Hello,
I am having trouble integrating the following equation, I thought I could do it but it is not the same as the answer in the back of the book. Can someone help me?
The integral of (2x+3)/(x+1)dx thanks
$\displaystyle \int\frac{2x+3}{x+1}\,dx$
$\displaystyle =\int\frac{2x+2+1}{x+1}\,dx$
$\displaystyle =\int\frac{2(x+1)+1}{x+1}\,dx$
$\displaystyle =\int\left[\frac{2(x+1)}{x+1}+\frac1{x+1}\right]dx$
$\displaystyle =\int\left(2+\frac1{x+1}\right)dx$
You could have also used polynomial long division.

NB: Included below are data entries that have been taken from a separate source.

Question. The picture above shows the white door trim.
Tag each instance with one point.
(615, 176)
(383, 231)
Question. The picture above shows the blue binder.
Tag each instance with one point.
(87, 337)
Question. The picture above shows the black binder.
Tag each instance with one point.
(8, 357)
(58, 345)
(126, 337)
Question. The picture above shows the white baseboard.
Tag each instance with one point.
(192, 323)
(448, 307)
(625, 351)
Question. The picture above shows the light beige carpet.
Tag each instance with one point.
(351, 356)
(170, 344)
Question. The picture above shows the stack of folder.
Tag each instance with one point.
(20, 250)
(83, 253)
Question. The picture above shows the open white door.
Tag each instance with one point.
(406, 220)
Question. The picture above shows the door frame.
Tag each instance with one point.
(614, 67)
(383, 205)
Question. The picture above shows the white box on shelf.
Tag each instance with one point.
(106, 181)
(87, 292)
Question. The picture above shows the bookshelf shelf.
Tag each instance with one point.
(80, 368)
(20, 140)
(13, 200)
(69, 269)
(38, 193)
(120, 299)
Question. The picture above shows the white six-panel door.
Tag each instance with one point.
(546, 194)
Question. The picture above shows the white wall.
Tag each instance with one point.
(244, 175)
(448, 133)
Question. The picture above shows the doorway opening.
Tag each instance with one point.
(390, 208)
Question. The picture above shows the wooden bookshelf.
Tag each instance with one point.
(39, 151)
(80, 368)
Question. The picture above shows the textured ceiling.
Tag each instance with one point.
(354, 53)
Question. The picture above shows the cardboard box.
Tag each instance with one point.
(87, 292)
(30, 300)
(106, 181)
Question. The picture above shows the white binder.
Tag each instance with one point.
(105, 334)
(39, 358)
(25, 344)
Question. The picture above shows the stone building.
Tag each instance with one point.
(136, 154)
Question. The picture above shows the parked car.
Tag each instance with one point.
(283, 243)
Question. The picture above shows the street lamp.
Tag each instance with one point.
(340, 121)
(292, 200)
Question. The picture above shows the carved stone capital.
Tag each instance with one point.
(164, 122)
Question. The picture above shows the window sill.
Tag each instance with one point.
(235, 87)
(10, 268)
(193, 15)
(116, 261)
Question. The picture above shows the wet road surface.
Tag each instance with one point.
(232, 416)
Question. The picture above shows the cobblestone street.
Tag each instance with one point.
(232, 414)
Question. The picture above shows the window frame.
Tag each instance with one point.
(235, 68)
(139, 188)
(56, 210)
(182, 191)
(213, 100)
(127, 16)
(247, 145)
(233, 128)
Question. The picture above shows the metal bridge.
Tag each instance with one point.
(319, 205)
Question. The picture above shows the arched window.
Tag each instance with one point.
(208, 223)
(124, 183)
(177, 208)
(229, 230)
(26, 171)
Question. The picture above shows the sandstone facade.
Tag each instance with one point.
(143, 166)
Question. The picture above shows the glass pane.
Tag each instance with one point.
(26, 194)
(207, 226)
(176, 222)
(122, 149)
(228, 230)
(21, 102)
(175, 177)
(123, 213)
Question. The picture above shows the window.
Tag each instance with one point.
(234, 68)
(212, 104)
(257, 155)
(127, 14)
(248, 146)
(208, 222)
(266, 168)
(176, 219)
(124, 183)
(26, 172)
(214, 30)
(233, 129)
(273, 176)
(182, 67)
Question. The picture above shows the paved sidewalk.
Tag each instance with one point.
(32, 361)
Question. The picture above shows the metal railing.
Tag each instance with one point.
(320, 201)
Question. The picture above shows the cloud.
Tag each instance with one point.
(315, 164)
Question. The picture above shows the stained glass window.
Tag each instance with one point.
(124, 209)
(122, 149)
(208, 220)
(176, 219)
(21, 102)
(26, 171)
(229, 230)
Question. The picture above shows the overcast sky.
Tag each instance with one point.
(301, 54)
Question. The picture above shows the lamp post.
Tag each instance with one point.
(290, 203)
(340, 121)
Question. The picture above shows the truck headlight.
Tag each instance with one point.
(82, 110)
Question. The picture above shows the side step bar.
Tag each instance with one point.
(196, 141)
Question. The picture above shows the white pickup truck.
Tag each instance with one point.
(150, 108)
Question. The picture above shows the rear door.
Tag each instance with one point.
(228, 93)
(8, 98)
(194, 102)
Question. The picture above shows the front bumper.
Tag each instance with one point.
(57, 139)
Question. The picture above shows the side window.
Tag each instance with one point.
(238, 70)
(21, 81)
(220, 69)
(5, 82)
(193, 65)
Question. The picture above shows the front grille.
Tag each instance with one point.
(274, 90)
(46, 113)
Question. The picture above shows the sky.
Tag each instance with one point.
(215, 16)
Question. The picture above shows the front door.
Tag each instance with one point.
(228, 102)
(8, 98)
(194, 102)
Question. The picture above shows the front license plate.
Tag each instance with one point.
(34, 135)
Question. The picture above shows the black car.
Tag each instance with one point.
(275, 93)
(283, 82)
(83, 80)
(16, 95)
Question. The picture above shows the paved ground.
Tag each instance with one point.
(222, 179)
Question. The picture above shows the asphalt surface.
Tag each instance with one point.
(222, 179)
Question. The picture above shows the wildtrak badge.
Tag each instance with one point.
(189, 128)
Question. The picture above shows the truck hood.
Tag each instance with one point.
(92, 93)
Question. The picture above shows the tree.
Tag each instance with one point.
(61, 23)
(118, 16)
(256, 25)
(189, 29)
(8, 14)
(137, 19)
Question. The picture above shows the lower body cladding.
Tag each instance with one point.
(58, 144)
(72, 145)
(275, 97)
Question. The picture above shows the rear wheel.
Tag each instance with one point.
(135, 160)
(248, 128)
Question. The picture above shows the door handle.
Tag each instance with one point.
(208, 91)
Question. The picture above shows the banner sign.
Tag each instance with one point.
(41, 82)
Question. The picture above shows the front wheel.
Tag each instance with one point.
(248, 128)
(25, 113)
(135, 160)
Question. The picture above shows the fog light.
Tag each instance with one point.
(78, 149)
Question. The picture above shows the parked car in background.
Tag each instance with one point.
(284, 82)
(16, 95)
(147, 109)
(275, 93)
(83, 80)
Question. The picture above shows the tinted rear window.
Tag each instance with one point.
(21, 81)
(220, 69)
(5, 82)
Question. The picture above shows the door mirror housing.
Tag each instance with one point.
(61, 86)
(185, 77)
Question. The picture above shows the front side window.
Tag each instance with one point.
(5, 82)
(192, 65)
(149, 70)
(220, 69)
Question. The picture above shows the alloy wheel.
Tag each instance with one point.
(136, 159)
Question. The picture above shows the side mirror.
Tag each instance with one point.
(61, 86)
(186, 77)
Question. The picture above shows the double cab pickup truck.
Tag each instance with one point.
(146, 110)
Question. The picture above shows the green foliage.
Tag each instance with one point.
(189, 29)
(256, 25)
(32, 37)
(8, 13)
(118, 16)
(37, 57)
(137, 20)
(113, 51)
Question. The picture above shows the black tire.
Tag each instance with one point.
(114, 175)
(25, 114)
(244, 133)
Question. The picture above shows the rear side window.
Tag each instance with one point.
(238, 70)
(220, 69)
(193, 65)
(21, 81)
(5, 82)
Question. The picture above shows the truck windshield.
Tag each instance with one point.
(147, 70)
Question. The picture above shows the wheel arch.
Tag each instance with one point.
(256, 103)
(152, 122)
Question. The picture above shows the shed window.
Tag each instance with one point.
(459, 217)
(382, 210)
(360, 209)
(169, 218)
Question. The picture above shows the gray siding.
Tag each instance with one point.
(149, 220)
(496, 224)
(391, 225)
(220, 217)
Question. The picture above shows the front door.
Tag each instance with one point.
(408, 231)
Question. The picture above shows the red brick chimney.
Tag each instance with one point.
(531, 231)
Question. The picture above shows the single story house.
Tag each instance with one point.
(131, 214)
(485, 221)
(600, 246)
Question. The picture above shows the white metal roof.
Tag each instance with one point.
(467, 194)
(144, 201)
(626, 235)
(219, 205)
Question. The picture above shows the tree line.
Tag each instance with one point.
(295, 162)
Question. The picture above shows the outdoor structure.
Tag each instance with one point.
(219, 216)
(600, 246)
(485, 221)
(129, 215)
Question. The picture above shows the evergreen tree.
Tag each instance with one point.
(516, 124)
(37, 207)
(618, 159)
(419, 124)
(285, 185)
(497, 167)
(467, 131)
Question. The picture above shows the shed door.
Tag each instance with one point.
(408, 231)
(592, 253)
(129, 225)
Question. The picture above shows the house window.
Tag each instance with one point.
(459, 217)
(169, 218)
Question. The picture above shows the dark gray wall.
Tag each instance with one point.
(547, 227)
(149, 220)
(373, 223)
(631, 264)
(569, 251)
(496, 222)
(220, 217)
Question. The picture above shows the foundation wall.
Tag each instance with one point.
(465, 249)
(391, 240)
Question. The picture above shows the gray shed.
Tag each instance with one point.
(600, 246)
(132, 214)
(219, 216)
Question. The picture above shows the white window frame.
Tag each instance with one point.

$\displaystyle \int{\frac{2x+3}{x+1}} dx$
$\displaystyle = 2 \int{ \frac{x}{x+1} }dx + 3 \int{ \frac{1}{x+1} }dx$
$\displaystyle = 2 \int{ \frac{x+1-1}{x+1} }dx + 3 \ln{(x+1)} + C$
$\displaystyle
= 2 \left( \int{ \frac{x+1}{x+1} }dx + \int{ \frac{-1}{x+1} }dx \right) + 3 \ln{(x+1)} + C$
$\displaystyle = 2 \left( \int{ 1 }dx + \int{ \frac{-1}{x+1} }dx \right) + 3 \ln{(x+1)} + C$
$\displaystyle = 2 \left( x - \ln{(x+1)} \right) + 3 \ln{(x+1)} + C$
$\displaystyle = 2x + \ln{(x+1)} + C$